On Linux, dmd links against a shared libphobos2 by default, so a binary built on a newer distro can fail to run on an older one with a missing-symbol error; pass -static (via dflags in dub.json, e.g. "dflags": ["-static"]) to produce a fully static binary you can copy anywhere. Also note that dub build --build=release disables assert and contract checking by default (compiled with -release), so bugs that only manifest as a failed assertion in debug builds can slip through into what you actually ship — keep a separate test/CI build that runs with contracts enabled.

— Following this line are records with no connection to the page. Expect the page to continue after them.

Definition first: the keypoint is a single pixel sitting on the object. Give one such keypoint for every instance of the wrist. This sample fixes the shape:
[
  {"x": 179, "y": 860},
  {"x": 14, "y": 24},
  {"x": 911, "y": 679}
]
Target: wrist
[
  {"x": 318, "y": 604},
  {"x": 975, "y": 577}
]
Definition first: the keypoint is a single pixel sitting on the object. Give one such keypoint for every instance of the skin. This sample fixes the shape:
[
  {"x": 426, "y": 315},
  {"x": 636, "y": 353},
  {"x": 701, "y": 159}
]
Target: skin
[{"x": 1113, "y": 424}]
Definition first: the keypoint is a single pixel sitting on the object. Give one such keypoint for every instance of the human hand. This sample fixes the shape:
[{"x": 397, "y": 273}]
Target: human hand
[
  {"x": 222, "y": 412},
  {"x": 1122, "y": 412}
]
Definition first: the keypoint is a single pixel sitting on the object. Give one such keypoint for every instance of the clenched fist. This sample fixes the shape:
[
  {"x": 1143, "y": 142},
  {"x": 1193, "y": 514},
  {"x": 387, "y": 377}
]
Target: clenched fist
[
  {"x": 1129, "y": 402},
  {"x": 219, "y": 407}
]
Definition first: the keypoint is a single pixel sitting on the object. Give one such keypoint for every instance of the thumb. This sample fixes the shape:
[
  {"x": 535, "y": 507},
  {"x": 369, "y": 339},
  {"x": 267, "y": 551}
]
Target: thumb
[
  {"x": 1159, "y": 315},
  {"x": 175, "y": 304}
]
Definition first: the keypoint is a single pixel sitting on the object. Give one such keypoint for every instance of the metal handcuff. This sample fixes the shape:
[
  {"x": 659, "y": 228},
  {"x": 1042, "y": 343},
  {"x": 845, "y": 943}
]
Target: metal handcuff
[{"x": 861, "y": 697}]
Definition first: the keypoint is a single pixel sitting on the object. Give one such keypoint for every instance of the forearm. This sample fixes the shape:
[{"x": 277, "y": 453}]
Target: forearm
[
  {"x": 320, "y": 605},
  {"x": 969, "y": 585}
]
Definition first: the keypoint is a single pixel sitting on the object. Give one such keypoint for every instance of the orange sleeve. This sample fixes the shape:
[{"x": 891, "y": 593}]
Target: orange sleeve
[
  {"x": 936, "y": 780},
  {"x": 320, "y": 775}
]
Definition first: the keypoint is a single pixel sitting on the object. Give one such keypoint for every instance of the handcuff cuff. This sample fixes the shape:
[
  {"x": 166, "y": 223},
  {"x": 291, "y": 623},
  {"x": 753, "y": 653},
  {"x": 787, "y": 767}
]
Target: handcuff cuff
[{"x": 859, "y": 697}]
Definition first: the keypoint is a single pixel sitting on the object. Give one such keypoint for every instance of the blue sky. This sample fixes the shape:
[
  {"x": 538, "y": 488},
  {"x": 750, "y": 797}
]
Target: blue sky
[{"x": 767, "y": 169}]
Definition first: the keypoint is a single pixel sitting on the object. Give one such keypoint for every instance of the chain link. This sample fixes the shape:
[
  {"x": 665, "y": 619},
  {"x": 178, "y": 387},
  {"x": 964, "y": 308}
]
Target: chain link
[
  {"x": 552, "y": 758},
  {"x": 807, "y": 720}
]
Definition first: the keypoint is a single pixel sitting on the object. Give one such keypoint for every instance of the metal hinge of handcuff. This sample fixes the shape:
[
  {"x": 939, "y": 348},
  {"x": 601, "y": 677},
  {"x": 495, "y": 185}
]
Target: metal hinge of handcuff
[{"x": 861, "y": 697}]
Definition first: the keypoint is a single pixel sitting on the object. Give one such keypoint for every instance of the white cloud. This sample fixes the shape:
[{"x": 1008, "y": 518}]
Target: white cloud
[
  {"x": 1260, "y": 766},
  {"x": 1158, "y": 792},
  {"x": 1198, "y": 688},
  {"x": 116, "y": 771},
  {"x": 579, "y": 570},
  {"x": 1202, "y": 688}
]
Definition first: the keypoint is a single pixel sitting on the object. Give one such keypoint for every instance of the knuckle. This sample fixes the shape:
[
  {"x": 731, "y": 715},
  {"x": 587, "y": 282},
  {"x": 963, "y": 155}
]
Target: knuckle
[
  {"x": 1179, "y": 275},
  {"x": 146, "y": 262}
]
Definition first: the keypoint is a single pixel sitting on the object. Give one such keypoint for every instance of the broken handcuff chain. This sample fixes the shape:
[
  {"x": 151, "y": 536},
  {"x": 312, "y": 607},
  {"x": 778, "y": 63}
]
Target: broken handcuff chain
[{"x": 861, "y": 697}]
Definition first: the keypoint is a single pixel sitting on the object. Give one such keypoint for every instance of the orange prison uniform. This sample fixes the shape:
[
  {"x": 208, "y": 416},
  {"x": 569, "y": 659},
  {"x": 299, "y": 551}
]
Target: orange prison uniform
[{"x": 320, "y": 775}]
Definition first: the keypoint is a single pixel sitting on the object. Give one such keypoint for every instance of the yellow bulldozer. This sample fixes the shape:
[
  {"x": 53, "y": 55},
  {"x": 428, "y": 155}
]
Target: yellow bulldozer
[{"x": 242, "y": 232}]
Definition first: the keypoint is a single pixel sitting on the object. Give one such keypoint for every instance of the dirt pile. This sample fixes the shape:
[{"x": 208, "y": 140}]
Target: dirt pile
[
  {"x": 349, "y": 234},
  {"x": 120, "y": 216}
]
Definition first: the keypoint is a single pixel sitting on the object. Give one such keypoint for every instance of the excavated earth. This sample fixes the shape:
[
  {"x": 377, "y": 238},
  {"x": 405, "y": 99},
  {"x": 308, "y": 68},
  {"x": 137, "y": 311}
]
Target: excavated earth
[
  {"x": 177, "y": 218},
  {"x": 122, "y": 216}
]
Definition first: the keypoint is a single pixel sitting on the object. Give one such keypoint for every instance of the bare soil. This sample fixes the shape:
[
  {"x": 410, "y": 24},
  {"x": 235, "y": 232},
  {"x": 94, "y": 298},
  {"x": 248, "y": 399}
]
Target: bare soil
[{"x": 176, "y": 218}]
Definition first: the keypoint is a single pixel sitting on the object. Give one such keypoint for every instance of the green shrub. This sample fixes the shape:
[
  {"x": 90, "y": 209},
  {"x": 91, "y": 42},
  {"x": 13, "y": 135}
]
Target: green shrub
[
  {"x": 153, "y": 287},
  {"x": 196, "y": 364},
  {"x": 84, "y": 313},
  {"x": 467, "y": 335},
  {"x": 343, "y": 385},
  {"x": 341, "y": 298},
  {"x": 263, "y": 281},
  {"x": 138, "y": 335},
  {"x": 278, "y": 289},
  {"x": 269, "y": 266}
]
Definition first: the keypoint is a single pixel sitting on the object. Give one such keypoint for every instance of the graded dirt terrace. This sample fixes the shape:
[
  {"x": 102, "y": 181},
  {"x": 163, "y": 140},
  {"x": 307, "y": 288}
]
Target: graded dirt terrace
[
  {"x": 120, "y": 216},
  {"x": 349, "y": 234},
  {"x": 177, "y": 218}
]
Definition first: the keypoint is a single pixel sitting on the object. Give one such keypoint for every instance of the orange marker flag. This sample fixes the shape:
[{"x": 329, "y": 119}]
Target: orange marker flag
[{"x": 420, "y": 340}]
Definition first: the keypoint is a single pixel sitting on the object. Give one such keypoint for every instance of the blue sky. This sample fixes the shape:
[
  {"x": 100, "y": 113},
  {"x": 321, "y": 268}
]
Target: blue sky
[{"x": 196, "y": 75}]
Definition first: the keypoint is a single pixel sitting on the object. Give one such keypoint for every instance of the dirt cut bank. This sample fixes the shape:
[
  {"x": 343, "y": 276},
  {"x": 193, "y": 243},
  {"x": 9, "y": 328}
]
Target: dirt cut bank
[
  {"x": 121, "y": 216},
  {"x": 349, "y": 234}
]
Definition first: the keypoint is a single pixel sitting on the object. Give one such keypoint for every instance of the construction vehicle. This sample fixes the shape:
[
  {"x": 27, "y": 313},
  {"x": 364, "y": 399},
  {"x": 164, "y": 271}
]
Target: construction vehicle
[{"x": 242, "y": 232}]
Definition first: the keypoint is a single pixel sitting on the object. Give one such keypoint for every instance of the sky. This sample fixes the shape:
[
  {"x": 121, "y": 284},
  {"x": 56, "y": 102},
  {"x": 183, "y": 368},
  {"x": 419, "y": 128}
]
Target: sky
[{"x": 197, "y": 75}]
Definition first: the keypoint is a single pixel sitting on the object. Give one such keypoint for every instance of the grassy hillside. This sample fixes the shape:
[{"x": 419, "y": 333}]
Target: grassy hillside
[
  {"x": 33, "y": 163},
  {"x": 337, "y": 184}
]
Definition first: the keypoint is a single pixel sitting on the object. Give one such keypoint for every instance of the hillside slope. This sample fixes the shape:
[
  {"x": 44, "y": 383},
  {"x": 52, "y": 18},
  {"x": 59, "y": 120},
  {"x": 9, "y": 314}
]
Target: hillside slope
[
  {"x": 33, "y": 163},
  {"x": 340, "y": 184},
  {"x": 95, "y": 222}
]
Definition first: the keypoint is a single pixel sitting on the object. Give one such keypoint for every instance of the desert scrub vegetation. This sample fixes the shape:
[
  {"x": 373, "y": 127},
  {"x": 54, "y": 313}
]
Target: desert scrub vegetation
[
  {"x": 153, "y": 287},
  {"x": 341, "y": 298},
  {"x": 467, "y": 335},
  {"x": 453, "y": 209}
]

  • D's fast compile times and ability to produce a single native executable make it a strong choice for CLI tools, especially when statically linked.
  • std.getopt binds command-line flags directly to typed variables and can auto-generate --help output via defaultGetoptPrinter.
  • Write real output to stdout and diagnostics to stderr, and return distinct non-zero exit codes per failure mode so calling scripts can branch precisely.
  • scope(exit), scope(success), and scope(failure) give deterministic, outcome-specific cleanup without a manual finally block around every path.
  • std.file.readText, std.file.exists, and std.file.write cover most file I/O needs; wrap risky calls in try/catch for FileException.
  • dub build --build=release strips debug info and enables optimizations, and -static in dflags produces a portable binary independent of the target's libphobos2 version.
  • Release builds compile with -release, which disables contracts and asserts, so keep a CI build with contracts enabled to catch logic errors before shipping.